Nora Oswald wrote about the experience on her blog. Here are some choice bits:
The whole reason I created this 3-act task was to have students realize that not everything is linear. The students watched the first act and I encouraged them to make guesses, just a number from their gut. Many students used linear reasoning for their guess. I heard this over and over again today: “Since he’s a little lower than half the height of the pole, he must have a little less than half of the points.”
The model wasn’t what they expected. Oswald locates a similar flagpole model on a fan wiki. It wouldn’t be the worst idea at all to have students graph that relationship (step function!) and compare it to the incorrect linear model they anticipated.
We watch the third act (the answer). Once we are getting close to the third jump, the students are hooked, their eyes are glued to the screen, and one students rubs his palms together and says, “Here we go!”. When they see that the answer is 400, one student stands up, throws his pencil down, and complains that he was so close.
Love this also:
One of my students (who hardly says boo in class) threw his pencil down when he saw the third act. If that isn’t passion, I don’t know what is. They were in to it, they wanted to know why, they asked where those numbers came from, they made guesses, they tried to figure out why, they took pictures of the board before leaving class. One student even said that he was going to post about this on some gaming forum.
4 Comments
Dan Requa
February 20, 2013 - 4:27 pm -Love it! Great three-act, can’t wait to use it!

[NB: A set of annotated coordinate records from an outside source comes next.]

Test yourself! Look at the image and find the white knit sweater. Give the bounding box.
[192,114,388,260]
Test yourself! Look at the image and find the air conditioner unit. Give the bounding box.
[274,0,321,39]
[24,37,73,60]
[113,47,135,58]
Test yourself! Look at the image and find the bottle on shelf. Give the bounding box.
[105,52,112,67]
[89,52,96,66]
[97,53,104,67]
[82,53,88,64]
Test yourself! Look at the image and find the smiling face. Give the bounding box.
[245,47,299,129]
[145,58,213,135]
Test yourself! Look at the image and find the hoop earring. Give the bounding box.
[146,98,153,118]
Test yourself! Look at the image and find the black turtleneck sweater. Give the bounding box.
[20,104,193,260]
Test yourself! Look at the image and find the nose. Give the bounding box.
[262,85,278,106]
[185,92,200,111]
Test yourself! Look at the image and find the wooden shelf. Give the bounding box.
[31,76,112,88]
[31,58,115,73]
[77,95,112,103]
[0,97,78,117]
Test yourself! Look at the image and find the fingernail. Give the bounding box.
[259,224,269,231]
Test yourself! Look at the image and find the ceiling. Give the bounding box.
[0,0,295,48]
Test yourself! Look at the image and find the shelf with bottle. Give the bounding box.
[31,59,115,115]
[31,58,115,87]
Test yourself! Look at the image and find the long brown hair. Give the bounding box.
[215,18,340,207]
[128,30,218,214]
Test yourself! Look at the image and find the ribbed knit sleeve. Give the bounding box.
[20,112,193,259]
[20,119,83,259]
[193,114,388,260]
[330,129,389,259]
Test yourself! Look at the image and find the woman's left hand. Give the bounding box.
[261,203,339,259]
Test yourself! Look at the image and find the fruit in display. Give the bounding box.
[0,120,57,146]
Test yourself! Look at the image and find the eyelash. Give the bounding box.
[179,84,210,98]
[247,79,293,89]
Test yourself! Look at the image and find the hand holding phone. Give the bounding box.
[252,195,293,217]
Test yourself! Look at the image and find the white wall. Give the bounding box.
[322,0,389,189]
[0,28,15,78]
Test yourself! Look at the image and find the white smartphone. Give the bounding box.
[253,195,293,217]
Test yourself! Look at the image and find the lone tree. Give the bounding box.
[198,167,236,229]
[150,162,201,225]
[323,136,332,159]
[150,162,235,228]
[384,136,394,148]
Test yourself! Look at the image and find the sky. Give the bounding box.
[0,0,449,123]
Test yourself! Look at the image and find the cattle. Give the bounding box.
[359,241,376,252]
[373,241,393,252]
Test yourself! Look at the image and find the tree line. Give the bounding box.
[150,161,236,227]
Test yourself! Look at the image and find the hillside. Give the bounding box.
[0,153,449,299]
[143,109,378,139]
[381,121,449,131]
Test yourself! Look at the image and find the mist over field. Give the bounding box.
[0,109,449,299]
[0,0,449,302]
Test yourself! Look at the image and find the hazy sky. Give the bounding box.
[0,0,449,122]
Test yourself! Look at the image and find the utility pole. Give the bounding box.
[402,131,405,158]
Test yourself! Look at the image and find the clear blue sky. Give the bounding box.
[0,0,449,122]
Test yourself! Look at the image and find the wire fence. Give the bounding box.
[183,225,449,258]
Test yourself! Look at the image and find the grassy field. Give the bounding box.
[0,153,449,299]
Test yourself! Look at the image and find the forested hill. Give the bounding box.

Now where can I get the 3rd act?
Dan Requa
February 20, 2013 - 4:29 pm -Cancel that, found it on your site Nora. Thanks a bunch!
Tom Lesisko
February 22, 2013 - 2:44 pm -To see students display a positive passion toward solving a math problem brings joy to every educator’s heart. Keep up the great work!
Gary
February 26, 2013 - 7:24 pm -This is terrific – very simple, engaging, and transferable.
Editing in the music across the video was an excellent choice – that music might be (perhaps sadly) the most recognizable piece of music in the world! I showed the video on my SmartBoard, turned the music on and who wouldn’t tune in then?
So I immediately posed this lesson to my Alg 2 class. We all, of course, assumed linear, and worked like dogs to get an answer around 1300, and were shocked in act 3 that it wasn’t even close.
BAM! Not everything’s linear!
That was our introduction to quadratics.